When Common difference = 1 or -1, we have 4*2 = 8 cases -- > (1,2,3), (2,3,4), (3,4,5), (4,5,6) + the same cases taken in reverse order
When Common difference = 2 or -2, we have 2*2 = 4 cases -- > (1,3,5), (2,4,6) + the same cases taken in reverse order
When Common difference = 0 , we have 6 cases -- > (1,1,1), (2,2,2) ................ (6,6,6)

In total = 18 cases
Total cases = 6*6*6 = 216 Cases

Probability = 18/216 = 1/12

Deleted

Had I got this question in the exam, I would have flipped between (D) and (E). Under no circumstances would I have thought that (B) is possible. We are given that the three dice (say red, blue and yellow) are rolled once. It seems to imply that they are rolled together once (not one after the other in sequence).

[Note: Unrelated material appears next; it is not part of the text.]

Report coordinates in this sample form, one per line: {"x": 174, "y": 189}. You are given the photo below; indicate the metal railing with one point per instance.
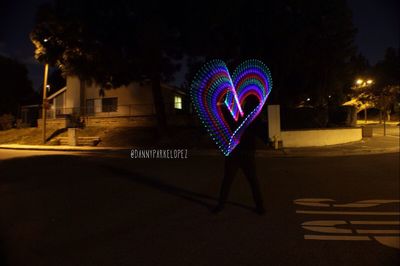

The three numbers obtained would form an AP in case of any these results
R - 1, Y - 2, B - 3
R - 2, Y - 1, B - 3
etc.
This would give me 36 cases (as shown by others above)

If the dice were thrown one after another, I would assume that they would mention that the dice were thrown in a sequence one after another.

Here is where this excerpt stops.